The proposed policy program includes counterweights to several of the national government’s leftist policies that both the PP and VOX have opposed. Measures include expanding incentives for having children already popular in other parts of Spain, such as “baby checks” and free pre-school for children ages 0-3 years old. They also include promoting the family as “the basic institution of society and a pillar of the welfare state.”
In a clear move to counter the national Gender Violence Law, which focuses only on abuse of women by men, VOX and the PP propose to bring forward a regional Inter-family Violence Law to protect “minors, the elderly, women, people with disabilities, and vulnerable persons.” For the largely rural region, the program also lists several points friendly to agriculture, such as expanding irrigation. Seeking to protect farmers whose lives are endangered by their very livelihoods, they’ve included a clause specifically pressuring the central government in Madrid to change its ban on wolf hunting.
In the coalition government, VOX will have three ministerial positions, consejerias, as well the vice presidency. The Partido Popular will have the presidency and seven consejerias.
For both parties, governing together is a test for a new model for the Spanish Right. The negotiations for a regional government in Castilla-Leon coincided with an implosion in the PP that resulted in the resignation of party president Pablo Casado, who had been reluctant to pact with VOX.
Some theorise that his fallout with the party’s popular regional president, Isabel Díaz Ayuso, that led to his own downfall, was due to her pact with VOX in 2021 to form the Madrid regional government, though without creating a coalition government. At a summit of the European People’s Party on the same day that the PP-VOX pact in Castile-Leon was announced, Casado affirmed in his farewell address to his European colleagues that he had always rejected “pacting with the far Right,” though he didn’t offer specifics.
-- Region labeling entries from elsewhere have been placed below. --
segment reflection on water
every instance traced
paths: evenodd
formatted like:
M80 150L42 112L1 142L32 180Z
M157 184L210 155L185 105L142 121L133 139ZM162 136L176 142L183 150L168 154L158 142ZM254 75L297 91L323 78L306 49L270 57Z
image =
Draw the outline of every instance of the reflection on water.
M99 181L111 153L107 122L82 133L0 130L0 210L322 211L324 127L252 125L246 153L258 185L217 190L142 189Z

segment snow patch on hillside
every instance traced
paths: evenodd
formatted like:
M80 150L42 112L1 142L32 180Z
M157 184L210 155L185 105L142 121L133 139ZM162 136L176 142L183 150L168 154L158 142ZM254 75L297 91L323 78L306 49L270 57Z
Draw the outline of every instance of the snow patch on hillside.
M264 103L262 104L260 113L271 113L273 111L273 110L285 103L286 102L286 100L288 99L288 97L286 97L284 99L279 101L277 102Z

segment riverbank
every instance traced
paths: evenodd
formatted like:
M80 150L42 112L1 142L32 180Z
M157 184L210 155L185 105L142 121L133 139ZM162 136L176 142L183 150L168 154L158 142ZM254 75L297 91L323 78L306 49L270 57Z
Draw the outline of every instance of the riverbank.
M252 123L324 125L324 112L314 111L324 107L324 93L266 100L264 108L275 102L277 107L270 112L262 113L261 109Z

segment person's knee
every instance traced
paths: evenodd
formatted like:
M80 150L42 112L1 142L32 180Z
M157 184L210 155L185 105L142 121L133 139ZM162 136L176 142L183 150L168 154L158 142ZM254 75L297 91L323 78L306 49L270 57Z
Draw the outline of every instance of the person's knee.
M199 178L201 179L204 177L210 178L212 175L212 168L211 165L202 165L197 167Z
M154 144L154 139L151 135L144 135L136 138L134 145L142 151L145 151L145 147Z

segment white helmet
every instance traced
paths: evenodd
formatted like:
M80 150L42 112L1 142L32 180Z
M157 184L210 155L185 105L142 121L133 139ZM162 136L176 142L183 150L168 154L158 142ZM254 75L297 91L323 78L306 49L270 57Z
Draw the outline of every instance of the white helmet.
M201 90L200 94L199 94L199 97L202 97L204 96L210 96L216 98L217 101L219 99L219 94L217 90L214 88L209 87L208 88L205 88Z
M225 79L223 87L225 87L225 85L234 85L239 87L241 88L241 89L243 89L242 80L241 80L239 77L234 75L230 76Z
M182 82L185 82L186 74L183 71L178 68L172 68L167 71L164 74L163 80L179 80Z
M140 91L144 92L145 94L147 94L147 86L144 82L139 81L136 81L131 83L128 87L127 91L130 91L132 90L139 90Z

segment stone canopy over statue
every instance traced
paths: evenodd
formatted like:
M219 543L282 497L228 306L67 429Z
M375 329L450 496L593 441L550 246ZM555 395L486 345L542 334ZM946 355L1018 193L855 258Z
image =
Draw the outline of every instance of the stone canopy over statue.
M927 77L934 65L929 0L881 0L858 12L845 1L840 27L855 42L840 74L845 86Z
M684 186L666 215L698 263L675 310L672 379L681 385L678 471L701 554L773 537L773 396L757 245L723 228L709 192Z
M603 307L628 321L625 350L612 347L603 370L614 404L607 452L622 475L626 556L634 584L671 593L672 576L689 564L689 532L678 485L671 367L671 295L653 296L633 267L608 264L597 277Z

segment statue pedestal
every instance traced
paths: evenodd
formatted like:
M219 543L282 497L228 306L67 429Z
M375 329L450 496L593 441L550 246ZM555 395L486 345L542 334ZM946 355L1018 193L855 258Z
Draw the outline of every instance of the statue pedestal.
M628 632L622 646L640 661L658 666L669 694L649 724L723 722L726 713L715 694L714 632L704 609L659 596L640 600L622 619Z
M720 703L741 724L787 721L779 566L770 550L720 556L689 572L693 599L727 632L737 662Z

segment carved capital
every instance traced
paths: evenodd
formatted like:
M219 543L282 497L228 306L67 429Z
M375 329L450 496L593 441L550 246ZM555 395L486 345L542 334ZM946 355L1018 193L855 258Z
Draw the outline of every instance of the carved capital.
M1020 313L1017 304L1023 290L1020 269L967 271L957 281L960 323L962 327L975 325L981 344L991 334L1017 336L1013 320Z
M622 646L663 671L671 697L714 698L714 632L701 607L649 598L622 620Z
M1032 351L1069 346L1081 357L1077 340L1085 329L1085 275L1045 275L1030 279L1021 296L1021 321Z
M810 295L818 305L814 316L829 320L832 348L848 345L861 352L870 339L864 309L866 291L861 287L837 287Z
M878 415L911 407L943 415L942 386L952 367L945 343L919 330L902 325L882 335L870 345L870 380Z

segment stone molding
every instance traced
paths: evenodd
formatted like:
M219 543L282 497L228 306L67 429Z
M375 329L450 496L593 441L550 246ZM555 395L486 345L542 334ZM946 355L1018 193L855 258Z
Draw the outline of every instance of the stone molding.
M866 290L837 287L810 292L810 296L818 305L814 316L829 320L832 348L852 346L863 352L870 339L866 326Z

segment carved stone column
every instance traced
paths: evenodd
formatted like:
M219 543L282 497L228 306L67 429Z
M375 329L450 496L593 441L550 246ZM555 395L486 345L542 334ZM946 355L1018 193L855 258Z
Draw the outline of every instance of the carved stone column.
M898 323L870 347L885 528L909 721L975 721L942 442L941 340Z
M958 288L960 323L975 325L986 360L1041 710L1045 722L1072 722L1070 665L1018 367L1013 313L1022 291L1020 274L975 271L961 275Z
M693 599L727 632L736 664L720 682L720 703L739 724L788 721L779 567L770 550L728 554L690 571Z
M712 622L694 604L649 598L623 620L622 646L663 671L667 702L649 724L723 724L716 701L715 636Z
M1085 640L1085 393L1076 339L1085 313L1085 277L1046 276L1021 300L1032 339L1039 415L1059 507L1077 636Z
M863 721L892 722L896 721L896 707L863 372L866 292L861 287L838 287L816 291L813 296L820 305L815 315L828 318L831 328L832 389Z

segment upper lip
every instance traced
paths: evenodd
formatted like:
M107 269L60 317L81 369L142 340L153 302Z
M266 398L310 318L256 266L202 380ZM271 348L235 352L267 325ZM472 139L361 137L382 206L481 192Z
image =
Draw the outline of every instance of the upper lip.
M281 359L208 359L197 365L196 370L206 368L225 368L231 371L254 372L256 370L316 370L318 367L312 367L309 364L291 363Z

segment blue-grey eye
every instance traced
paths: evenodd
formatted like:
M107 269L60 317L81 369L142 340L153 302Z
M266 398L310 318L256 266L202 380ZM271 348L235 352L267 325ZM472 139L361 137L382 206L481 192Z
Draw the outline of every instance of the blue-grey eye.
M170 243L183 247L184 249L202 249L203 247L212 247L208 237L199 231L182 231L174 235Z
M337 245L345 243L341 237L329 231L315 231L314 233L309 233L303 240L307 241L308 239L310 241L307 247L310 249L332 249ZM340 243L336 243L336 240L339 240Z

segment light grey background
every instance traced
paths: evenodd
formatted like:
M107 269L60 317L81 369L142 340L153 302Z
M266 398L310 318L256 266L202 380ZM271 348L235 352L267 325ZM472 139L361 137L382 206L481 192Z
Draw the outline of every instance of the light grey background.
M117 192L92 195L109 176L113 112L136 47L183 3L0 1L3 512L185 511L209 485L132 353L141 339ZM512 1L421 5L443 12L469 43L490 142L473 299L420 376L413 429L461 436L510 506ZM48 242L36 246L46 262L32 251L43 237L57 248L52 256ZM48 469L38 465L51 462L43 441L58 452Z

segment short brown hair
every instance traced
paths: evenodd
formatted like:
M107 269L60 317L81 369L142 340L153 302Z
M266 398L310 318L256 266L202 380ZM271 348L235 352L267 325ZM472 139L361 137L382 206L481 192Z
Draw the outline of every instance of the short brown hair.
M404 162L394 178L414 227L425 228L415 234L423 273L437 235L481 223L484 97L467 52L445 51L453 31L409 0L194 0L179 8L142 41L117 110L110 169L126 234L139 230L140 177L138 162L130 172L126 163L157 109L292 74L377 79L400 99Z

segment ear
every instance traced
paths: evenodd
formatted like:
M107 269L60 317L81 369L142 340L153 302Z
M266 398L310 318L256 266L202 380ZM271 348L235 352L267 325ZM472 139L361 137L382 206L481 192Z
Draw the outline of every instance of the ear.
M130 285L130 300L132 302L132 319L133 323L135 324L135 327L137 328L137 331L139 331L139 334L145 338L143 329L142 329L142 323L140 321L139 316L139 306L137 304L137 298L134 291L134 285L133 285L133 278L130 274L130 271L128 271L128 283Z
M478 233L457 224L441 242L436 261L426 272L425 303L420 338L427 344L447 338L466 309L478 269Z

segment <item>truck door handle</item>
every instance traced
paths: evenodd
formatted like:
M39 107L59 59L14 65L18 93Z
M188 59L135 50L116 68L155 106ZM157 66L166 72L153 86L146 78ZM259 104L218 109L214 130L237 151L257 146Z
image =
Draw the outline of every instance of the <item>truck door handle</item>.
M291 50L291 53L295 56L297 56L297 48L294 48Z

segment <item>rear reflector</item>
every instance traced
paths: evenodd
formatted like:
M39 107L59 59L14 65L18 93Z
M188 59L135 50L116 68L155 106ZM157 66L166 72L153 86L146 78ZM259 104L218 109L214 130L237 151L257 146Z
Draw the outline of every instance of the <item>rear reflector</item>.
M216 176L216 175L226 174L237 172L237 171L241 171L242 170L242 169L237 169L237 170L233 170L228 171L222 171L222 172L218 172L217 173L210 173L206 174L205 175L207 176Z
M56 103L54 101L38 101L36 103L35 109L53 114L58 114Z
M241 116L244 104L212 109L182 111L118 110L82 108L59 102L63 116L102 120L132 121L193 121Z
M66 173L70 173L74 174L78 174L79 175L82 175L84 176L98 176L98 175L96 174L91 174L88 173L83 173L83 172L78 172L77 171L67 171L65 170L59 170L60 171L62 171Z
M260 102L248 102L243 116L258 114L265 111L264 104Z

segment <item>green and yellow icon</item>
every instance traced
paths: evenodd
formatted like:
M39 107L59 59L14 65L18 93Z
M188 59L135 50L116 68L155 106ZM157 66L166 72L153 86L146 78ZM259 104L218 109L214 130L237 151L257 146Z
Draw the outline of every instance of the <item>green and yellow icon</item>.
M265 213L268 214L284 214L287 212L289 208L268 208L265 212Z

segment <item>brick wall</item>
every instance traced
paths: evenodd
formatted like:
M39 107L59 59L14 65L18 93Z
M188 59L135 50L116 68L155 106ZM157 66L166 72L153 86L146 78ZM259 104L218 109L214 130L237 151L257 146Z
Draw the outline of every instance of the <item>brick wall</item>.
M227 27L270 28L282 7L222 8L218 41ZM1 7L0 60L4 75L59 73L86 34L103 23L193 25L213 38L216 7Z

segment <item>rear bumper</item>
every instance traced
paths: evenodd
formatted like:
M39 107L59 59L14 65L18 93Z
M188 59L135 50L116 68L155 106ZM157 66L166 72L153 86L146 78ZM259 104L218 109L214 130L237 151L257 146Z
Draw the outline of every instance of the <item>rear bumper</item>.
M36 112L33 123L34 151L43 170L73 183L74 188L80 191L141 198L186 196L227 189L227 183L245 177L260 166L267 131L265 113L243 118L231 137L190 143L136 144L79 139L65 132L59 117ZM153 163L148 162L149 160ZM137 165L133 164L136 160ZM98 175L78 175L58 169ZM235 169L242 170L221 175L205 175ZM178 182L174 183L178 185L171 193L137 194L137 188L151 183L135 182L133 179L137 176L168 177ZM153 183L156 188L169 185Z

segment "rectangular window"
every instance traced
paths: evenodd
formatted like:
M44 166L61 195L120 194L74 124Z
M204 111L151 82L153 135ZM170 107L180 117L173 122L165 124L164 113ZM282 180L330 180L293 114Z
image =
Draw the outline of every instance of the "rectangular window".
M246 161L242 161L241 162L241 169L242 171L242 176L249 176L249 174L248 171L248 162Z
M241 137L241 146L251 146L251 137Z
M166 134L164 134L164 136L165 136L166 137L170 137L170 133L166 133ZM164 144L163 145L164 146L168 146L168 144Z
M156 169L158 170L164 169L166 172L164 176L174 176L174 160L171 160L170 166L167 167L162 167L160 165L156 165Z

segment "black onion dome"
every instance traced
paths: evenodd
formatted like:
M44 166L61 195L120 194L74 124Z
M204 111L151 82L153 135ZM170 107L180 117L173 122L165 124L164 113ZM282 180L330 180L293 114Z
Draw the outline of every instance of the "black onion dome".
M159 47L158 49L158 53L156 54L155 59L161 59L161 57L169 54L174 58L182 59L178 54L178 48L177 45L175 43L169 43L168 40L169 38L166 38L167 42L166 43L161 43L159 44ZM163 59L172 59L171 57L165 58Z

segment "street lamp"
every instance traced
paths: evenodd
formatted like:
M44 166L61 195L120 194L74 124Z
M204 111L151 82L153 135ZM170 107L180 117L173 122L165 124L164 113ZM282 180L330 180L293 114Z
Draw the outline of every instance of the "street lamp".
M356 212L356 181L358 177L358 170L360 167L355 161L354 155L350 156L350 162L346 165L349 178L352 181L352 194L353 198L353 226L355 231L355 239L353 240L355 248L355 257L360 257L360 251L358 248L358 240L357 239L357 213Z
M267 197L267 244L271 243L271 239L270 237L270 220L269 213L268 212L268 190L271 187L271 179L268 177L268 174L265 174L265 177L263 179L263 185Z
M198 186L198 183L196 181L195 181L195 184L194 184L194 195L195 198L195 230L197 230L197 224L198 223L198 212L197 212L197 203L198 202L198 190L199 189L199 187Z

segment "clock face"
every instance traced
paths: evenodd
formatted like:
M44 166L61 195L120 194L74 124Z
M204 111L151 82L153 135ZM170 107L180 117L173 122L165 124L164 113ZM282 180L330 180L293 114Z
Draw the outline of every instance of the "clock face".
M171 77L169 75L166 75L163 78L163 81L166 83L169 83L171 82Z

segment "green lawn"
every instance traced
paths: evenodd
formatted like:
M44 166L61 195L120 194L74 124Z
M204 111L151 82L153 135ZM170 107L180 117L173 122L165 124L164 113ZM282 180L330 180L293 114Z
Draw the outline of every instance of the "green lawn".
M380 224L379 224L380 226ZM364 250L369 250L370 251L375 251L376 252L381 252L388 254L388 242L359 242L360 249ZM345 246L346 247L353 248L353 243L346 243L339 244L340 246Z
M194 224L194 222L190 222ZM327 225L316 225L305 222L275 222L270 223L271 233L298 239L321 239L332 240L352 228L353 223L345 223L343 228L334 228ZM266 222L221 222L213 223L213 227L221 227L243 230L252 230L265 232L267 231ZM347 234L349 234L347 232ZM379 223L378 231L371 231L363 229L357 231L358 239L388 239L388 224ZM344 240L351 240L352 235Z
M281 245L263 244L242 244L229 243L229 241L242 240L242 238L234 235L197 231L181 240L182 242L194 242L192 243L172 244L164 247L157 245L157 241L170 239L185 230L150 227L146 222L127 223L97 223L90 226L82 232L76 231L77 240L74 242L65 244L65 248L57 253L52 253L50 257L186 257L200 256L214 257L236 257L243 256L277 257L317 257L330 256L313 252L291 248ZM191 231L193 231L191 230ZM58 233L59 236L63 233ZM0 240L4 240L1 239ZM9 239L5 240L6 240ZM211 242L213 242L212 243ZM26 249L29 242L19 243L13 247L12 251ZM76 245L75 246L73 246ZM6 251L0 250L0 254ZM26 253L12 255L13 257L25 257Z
Later that day, PPE President Donald Tusk criticised the PP-VOX pact in Castile-Leon and praised Casado as “a personal guarantee that the Partido Popular in Spain wouldn’t flirt with radicals and the far-Right such as VOX.” But many political observers see a PP-VOX coalition as inevitable for the divided Spanish Right.
The arraignment may also pose existential political questions for VOX, which has promoted itself as the outsider, the uncompromising alternative to the present political scene. The conservative citizens group usually supportive of VOX, HazteOir, has already been publicly questioning some of the party’s decisions in the Madrid regional government as disloyal to their campaign promises.
Within Castile-Leon, functional president and PP leader Alfonso Fernández Mañueco offered the pact as a guarantee for a stable government. VOX leader Juan García-Gallardo called it a chance to demonstrate the positive possibilities of a PP-VOX coalition.